HYDRODYNAMIC OPTIMISATION OF REMOTELY OPERATED VEHICLES (ROVs) Whilst many ROVs have incredible capabilities regarding operation in the deep ocean, are highly dexterous when it comes to handling items and have much equipment for monitoring and assessing the local environment - few are optimised for hydrodynamic performance. This limits the ROV to operations in very low currents (less than 1 knot), thereby reducing the locations in which the device can be used efficiently and effectively. Lack of hydrodynamic performance also results in an increased amount of power being required to move the vehicle around subsea, even in areas where currents are minimal. Without changing the size of the structural operational envelope of the ROV, such that it can be stored in specific shipboard hangars etc., various aspects of the device can be subtly altered which markedly improve the hydrodynamic performance. This results in less power being required to propel the ROV through the water, or means that the device can move more rapidly between desired subsea locations, or ultimately it may operate in locations with increased environmental parameters.

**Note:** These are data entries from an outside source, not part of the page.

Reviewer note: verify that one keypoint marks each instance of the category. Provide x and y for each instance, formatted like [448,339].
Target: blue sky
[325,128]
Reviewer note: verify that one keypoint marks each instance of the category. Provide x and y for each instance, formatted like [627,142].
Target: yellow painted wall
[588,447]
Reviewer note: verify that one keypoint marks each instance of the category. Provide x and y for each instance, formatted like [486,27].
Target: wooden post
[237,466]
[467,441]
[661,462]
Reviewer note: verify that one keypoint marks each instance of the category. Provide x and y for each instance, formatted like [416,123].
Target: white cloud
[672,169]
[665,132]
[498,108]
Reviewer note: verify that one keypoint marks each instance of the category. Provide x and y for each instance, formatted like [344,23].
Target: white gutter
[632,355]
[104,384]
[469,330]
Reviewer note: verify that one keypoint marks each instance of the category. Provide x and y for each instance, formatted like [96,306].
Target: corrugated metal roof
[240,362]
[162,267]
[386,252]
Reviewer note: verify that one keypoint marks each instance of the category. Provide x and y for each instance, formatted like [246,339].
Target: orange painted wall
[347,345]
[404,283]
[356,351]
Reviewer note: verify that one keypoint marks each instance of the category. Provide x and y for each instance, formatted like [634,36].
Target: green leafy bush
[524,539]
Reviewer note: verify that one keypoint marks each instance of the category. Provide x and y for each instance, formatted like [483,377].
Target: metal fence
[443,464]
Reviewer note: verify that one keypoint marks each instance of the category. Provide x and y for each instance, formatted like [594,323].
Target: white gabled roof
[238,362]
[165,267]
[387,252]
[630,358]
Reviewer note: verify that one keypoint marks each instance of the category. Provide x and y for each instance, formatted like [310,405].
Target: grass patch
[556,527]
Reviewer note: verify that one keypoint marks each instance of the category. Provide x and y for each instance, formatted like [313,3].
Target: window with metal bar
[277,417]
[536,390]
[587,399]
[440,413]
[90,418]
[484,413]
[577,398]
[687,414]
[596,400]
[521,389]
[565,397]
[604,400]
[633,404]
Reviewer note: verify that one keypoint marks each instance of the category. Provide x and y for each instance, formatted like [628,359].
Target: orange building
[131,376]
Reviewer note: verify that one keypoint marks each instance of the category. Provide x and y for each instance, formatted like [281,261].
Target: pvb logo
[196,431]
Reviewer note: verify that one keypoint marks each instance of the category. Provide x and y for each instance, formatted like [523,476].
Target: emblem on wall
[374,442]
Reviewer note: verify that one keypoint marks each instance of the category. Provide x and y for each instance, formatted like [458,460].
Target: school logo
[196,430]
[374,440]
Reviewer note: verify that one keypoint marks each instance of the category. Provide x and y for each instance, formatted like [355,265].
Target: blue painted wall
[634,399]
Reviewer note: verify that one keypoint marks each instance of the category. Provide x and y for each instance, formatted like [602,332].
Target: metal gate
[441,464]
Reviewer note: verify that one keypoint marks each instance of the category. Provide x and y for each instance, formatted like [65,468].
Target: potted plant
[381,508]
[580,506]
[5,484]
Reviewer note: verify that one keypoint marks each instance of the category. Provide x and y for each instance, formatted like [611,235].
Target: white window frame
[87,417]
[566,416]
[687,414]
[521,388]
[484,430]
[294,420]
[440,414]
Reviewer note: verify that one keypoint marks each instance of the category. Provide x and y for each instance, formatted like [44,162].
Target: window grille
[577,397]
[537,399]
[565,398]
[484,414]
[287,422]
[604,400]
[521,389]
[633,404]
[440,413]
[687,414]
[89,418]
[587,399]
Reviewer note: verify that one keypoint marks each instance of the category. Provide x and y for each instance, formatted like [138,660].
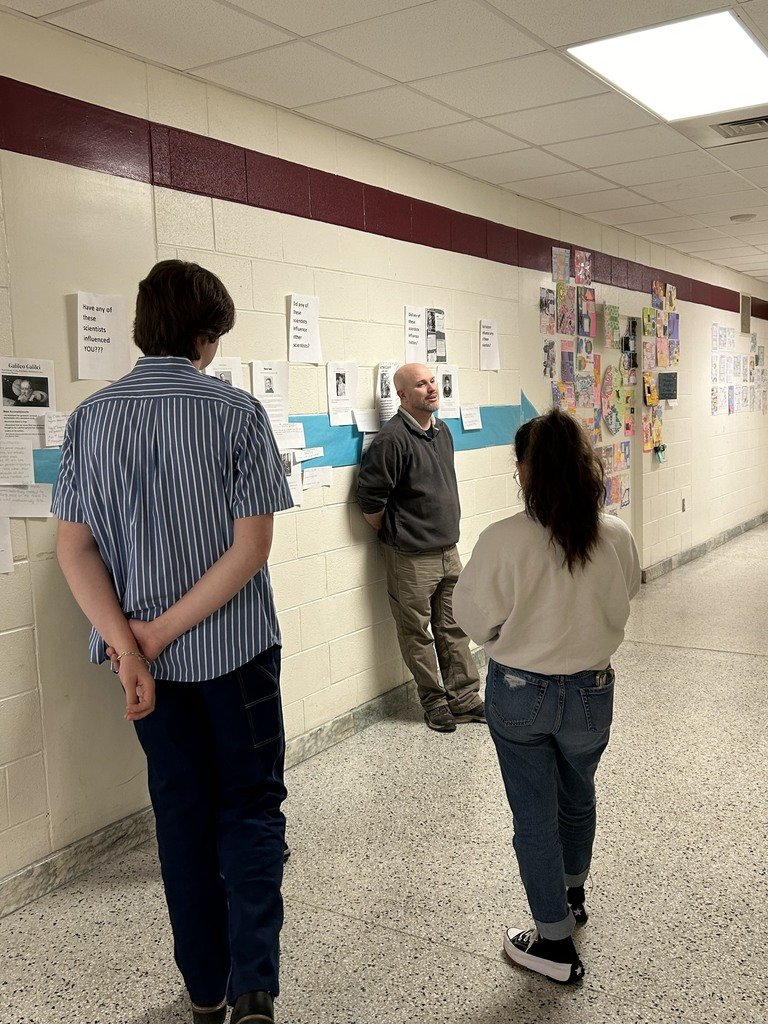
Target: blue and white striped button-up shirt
[160,465]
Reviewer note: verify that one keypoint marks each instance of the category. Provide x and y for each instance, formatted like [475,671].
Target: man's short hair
[176,303]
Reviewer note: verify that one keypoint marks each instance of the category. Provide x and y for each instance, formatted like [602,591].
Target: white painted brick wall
[338,639]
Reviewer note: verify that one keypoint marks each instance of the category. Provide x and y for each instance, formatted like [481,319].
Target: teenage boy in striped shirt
[167,488]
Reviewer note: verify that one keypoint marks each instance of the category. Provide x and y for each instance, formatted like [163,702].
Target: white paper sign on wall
[303,330]
[489,346]
[102,337]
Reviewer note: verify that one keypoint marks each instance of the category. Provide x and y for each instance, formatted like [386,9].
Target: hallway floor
[402,876]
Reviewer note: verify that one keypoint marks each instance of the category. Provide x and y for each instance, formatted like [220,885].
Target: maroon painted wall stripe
[38,123]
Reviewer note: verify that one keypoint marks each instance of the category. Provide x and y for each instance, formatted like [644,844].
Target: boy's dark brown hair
[177,302]
[563,483]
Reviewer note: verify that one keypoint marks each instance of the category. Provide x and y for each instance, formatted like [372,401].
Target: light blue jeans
[550,732]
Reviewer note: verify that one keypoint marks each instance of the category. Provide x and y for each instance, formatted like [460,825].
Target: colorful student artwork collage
[738,381]
[600,393]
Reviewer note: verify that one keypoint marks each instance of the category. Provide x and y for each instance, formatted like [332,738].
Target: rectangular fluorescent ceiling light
[684,70]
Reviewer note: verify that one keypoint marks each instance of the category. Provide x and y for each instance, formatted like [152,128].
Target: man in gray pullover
[408,492]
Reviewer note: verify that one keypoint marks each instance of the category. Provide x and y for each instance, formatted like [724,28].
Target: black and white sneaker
[576,902]
[554,958]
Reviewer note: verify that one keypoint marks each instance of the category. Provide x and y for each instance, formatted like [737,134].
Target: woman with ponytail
[548,592]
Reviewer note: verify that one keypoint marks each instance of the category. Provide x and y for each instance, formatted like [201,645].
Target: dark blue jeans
[550,733]
[215,753]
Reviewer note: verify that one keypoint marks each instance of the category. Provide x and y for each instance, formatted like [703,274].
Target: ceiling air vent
[742,129]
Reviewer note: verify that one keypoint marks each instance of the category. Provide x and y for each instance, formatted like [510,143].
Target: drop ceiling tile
[648,211]
[722,219]
[293,75]
[758,238]
[704,184]
[651,224]
[695,235]
[758,11]
[758,175]
[611,200]
[151,29]
[552,185]
[561,22]
[459,141]
[306,18]
[384,112]
[744,202]
[720,255]
[509,166]
[512,85]
[719,245]
[431,39]
[680,165]
[620,146]
[574,119]
[740,155]
[749,262]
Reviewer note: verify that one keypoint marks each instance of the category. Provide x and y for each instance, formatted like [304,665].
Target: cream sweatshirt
[517,598]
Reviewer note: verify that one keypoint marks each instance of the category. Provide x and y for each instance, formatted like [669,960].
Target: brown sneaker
[474,714]
[440,719]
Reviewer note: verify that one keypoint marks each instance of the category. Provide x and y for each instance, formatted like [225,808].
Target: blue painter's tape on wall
[46,464]
[342,445]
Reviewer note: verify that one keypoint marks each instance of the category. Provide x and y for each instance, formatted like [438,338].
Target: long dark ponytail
[562,482]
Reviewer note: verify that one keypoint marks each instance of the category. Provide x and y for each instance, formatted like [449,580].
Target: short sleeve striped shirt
[160,465]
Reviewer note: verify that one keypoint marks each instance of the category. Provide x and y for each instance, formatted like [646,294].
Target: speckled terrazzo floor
[402,879]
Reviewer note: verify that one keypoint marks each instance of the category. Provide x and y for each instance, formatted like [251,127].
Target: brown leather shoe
[209,1015]
[440,719]
[253,1007]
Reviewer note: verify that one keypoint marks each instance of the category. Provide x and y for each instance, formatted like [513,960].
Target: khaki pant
[421,589]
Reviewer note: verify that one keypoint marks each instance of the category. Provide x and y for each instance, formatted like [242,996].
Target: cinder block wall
[69,765]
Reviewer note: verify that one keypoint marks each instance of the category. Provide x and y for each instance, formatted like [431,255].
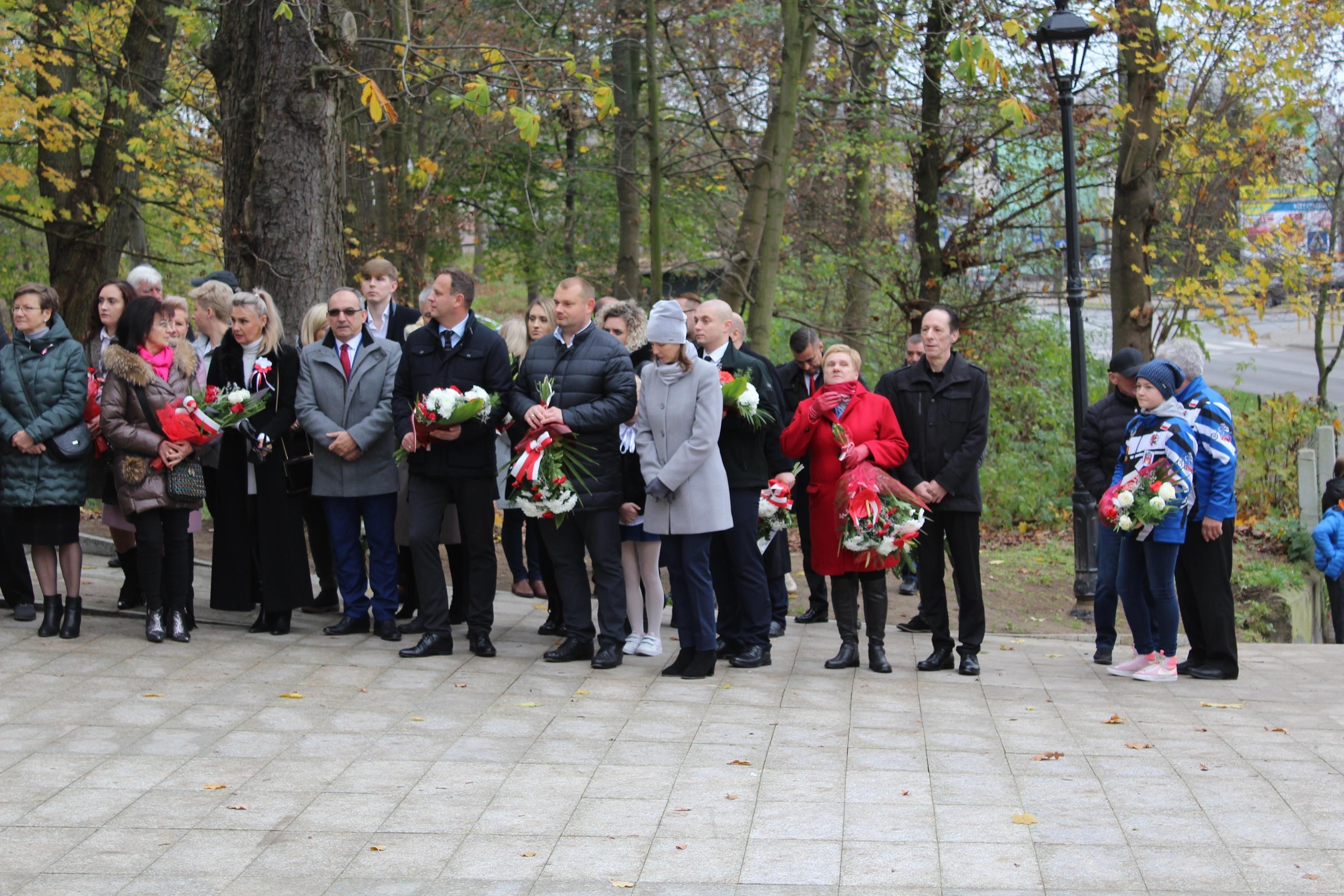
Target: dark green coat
[54,369]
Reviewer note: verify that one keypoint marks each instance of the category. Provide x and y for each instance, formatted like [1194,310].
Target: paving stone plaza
[128,768]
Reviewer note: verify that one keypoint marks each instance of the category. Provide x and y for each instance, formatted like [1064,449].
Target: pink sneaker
[1139,663]
[1164,670]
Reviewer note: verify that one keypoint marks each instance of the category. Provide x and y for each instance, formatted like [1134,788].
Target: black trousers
[962,531]
[1205,594]
[475,500]
[600,534]
[164,558]
[738,573]
[816,582]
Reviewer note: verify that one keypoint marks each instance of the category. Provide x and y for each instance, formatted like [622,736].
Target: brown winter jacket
[124,424]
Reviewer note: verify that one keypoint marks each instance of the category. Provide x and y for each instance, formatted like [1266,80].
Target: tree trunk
[625,54]
[97,206]
[928,162]
[799,37]
[862,37]
[283,152]
[1137,172]
[651,46]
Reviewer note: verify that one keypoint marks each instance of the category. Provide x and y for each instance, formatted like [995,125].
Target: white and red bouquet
[879,518]
[1143,499]
[441,409]
[548,464]
[742,397]
[774,511]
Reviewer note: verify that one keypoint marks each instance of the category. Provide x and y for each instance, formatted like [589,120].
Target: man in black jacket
[595,394]
[799,379]
[750,455]
[943,406]
[1099,448]
[457,467]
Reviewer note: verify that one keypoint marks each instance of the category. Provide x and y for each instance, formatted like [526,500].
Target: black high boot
[74,613]
[876,617]
[51,610]
[131,596]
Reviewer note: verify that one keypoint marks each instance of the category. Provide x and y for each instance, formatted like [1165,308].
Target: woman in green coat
[45,492]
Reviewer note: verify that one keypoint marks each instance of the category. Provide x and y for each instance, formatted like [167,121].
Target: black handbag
[72,445]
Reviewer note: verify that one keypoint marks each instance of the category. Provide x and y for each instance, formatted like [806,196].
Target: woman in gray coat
[678,438]
[42,394]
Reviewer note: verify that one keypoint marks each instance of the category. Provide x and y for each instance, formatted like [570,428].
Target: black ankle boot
[131,596]
[74,613]
[155,626]
[847,657]
[51,610]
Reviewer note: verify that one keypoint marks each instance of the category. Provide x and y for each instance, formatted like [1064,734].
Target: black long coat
[276,540]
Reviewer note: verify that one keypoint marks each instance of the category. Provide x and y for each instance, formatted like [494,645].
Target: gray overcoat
[363,408]
[678,438]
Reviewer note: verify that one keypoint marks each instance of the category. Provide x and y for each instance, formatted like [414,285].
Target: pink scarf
[162,362]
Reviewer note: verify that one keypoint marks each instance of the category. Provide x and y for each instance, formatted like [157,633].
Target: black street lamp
[1062,44]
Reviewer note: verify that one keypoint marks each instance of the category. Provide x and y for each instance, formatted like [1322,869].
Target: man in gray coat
[344,403]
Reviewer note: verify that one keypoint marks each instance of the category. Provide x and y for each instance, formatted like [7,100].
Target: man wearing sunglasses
[346,405]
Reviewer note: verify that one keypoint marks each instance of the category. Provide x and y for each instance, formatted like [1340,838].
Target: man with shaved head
[752,457]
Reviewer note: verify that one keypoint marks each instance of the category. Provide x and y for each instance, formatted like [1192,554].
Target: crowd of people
[672,476]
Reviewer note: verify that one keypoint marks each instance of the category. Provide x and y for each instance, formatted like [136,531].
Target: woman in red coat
[877,437]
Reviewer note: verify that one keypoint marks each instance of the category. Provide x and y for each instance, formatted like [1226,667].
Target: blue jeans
[693,590]
[1152,564]
[379,513]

SMARTER SUBSEA HANDLING CONTROLLABLE BUOYANCY SOLUTIONS There is a continual search for new methods of marine salvage and decommissioning of structures in the open sea in order to improve control and lower operational costs. The concept design of a lightweight, cryogenic, marine, heavy lift, buoyancy system was developed through a consortium of companies led by Deep Sea Recovery. The objective is to be able to raise or lower high mass objects controlled solely from a surface support vessel. As part of the design process for such an arrangement, numerical simulation of the complete system was undertaken in order to develop mechanical, cryogenic and process control systems. The project required the development of a test rig for the cryogenic, marine, heavy lift, buoyancy system and associated test procedures. A prototype was tested in a hyperbaric chamber with good results - the current design has been developed to operate down to a depth of 1000m, with future plans to improve this to 2000m and beyond.